He had always been that way; it _infuriated_ Loki.

Hogun ran his gaze over Loki. His mouth twisted into a half-sneer, and then he looked away. As if Loki was nothing worth considering.

Loki seethed and clenched his fingers around a powerful seidr indeed.

_16\. Fireplace_

As the guests finally settled for the feast, Loki spied a space left on the benches – wide enough for several stout warriors, but undoubtedly reserved for him. 

There were several reasons that Loki knew that the seat was intended to be his. Firstly, not one of the Asgardians seated at the tables was looking towards that it, as if that particular seat did not truly exist. Secondly, those sitting closest to that place had frozen, uncomfortable expressions on their faces. And thirdly, that was the seat was closest to the fireplace, where even the strongest Asgardian would feel an incompatible and searing heat. As for Loki, with his Jotun blood, he could only imagine that it would intolerable. 

He glanced up and away from the spot. Ah, Odin was watching. His single blue eye was keen and piercing, and Loki remember the days when he had sought to spark pleasure in that gaze, live up to its expectations.

All he felt when he looked into it now was contempt. 

With the greatest possible grace, Loki walked to the seat and settled himself down, aware of the startling lack of conversation around him. What a shame that he had to wear this gag – he was sure that he could have made the feast much more interesting if only he could speak.

_17\. Stockings/socks_

Loki felt his guards close behind him as he sat, unable to eat or drink, yet unwillingly to abandon this feast just yet. Surely, there was some joy to be gleaned from this travesty, some mischief he could put into motion.

Laughter echoed across the hall above the murmur of conversation. It was wild and high, and Loki knew exactly who it belonged to. Fandral. Who, of all the Warriors Three, had not come to see him. Loki wasn’t sure why he was surprised. 

It wasn’t as if Loki had any particular attachment to Fandral – indeed, he loathed the man most out of all Thor’s acquaintances. Where Volstagg was friendly in a gruff and unwelcome way, Sif fierce in a way that was both annoying and impressive at once, and Hogun kept his own counsel close to the point of farce, Fandral was a fop of the worst sort. 

Loki could see the sheen of the man’s silk shirt from where he was sitting.

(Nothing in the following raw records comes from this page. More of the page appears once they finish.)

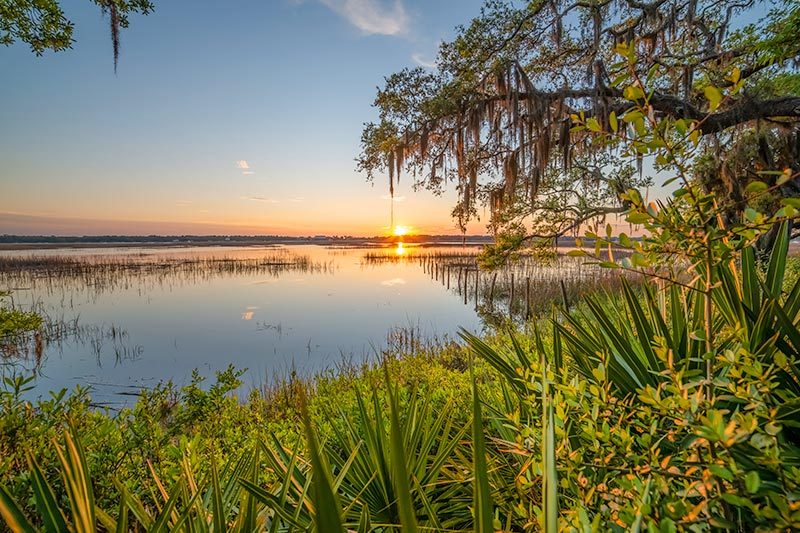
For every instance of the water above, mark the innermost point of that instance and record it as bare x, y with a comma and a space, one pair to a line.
138, 327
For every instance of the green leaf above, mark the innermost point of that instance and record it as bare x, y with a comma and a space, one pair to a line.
481, 498
714, 97
755, 186
77, 483
12, 514
549, 472
402, 485
46, 500
327, 515
637, 217
752, 482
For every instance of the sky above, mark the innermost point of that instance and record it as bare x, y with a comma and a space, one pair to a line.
239, 117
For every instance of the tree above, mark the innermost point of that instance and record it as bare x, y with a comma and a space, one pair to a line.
43, 26
498, 116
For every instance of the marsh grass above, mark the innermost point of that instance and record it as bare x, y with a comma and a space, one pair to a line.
521, 290
99, 274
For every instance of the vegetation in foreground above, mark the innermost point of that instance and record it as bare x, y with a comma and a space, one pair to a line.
602, 419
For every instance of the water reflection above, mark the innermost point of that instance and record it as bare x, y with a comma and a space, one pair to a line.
262, 309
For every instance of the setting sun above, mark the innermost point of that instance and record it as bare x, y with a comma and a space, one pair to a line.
400, 231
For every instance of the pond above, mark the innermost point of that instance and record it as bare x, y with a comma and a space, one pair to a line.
127, 318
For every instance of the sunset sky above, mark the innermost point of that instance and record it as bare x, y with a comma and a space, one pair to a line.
224, 117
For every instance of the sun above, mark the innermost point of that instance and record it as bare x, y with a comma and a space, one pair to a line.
400, 231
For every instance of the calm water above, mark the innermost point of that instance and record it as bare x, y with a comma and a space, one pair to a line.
136, 329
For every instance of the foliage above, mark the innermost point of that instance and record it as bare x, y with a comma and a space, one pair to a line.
498, 114
42, 24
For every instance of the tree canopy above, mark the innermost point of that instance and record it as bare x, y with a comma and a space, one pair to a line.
511, 111
43, 25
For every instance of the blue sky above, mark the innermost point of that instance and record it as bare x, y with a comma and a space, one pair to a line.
223, 117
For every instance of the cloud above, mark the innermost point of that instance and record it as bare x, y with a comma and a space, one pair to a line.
260, 199
244, 166
421, 61
396, 198
382, 17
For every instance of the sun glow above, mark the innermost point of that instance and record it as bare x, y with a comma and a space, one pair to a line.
401, 231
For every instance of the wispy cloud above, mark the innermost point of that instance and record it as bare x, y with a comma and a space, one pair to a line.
382, 17
244, 166
396, 198
421, 61
260, 199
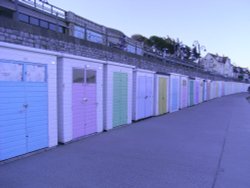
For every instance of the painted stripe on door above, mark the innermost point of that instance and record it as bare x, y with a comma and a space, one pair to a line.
162, 104
120, 98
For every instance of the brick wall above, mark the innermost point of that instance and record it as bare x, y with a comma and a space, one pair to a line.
27, 35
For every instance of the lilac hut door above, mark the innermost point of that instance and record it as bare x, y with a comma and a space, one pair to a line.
83, 102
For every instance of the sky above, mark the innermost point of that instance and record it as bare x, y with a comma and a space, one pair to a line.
222, 26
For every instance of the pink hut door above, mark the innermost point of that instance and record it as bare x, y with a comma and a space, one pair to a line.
84, 104
184, 93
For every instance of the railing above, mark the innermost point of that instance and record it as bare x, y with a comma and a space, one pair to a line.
45, 7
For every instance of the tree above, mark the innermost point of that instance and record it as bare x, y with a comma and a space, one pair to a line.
195, 53
141, 38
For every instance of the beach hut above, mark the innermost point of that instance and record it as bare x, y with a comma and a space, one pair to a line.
80, 97
208, 89
143, 94
198, 91
161, 94
117, 94
223, 88
191, 91
28, 104
183, 91
174, 92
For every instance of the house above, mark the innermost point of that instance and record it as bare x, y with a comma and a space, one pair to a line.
217, 64
243, 74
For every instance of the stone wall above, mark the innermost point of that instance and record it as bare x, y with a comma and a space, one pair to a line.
27, 35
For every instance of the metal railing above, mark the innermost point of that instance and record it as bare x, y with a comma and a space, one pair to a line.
45, 7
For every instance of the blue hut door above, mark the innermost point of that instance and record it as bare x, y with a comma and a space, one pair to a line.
23, 109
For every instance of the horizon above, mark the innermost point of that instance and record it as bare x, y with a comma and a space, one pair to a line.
212, 23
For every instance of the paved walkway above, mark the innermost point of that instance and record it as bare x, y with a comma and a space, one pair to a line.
207, 146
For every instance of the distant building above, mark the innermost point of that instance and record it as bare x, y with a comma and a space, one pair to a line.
217, 64
242, 74
49, 17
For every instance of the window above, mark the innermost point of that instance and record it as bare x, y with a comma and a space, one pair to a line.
34, 21
11, 72
130, 48
35, 73
52, 27
139, 51
61, 29
23, 17
79, 32
44, 24
6, 13
78, 75
91, 76
94, 37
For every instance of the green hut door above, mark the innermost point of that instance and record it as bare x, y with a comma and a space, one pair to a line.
120, 98
162, 102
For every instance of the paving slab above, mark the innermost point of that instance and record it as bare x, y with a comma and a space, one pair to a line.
205, 146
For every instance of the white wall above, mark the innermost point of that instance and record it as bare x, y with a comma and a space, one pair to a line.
65, 66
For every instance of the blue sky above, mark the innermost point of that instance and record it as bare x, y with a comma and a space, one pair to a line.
222, 26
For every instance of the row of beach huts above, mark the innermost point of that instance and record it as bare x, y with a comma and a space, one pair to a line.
48, 98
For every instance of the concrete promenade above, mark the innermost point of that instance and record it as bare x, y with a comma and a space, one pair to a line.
206, 146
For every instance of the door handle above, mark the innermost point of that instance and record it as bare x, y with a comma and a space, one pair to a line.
24, 108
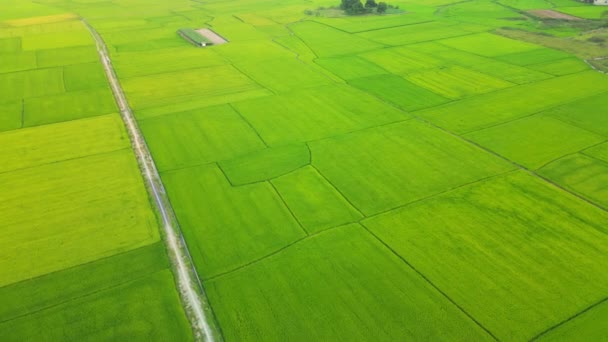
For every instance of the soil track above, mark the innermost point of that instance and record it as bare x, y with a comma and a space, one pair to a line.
193, 298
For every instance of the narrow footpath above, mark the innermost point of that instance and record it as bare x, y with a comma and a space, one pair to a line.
191, 291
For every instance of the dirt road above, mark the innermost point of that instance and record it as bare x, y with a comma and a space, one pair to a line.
190, 287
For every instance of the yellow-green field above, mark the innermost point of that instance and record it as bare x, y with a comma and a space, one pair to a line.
416, 175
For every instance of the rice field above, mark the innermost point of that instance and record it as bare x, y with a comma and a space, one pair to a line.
406, 176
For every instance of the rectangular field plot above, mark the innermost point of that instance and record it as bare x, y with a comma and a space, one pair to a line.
339, 284
163, 89
500, 106
31, 83
535, 141
283, 75
35, 146
228, 227
456, 82
561, 67
11, 115
350, 67
326, 41
314, 201
581, 174
516, 253
68, 213
68, 106
145, 309
66, 56
385, 167
399, 91
316, 113
488, 66
414, 33
198, 137
489, 45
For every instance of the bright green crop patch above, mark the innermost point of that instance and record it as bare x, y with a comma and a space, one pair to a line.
227, 226
49, 290
510, 249
339, 284
66, 56
581, 174
31, 83
265, 164
10, 117
163, 89
400, 61
511, 103
586, 113
326, 41
199, 137
283, 75
314, 114
535, 141
456, 82
414, 33
590, 326
390, 166
525, 58
490, 45
17, 61
56, 40
314, 201
69, 106
142, 310
84, 76
350, 67
67, 213
36, 146
399, 91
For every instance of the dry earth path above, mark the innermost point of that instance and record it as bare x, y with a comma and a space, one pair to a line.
190, 287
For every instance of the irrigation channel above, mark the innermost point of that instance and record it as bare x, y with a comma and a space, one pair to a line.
190, 287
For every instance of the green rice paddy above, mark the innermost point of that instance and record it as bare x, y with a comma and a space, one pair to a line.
411, 176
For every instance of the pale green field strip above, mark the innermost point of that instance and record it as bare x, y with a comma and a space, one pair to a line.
589, 326
399, 91
534, 141
68, 106
315, 202
228, 227
414, 33
420, 161
512, 103
341, 284
581, 174
486, 65
489, 45
30, 147
271, 75
79, 204
11, 115
315, 114
456, 82
350, 67
326, 41
199, 137
265, 164
561, 67
143, 310
517, 282
586, 113
32, 295
163, 89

It was half unlaced, and as Fandral laughed, his head tilted back to expose the clean line of his throat. Loki watched as several well-born ladies cast sidelong glances in Fandral’s direction. He was far too attractive to be liked. Loki knew for a fact that the man could not pass a mirror without pausing to check his appearance in it. 

He had thought that Fandral would come, if only to lord his own superiority over Loki. After all, he was not simply more loved than the former prince – now, even Fandral was more highly respected than Loki. 

Well, he could do something about that. 

With a twitch of his fingers, Loki shaped a simple seidr and let it free, relieved at last to be able to wreak _some_ revenge. Across the hall, Fandral’s laughter turned to a shriek as his wonderful silk shirt was sliced clean open by an invisible blade – one which scratched a thin line down the man’s chest as well. 

Loki kept his eyes down on the roll he was busy murdering, sending it to joins its fellows on the floor at his feet. He glanced up just enough to catch a glimpse of blood marring Fandral’s chest. 

He was glad, for once, that the gag was firmly in place.

It hid his smile. 

_18\. Cookies (milk)_

Loki had begun to despair that this feast would be a true loss. He had looked forward – were he to be honest – to an evening of quiet and research into the subject of how to remove this gag and the technology that chained him. 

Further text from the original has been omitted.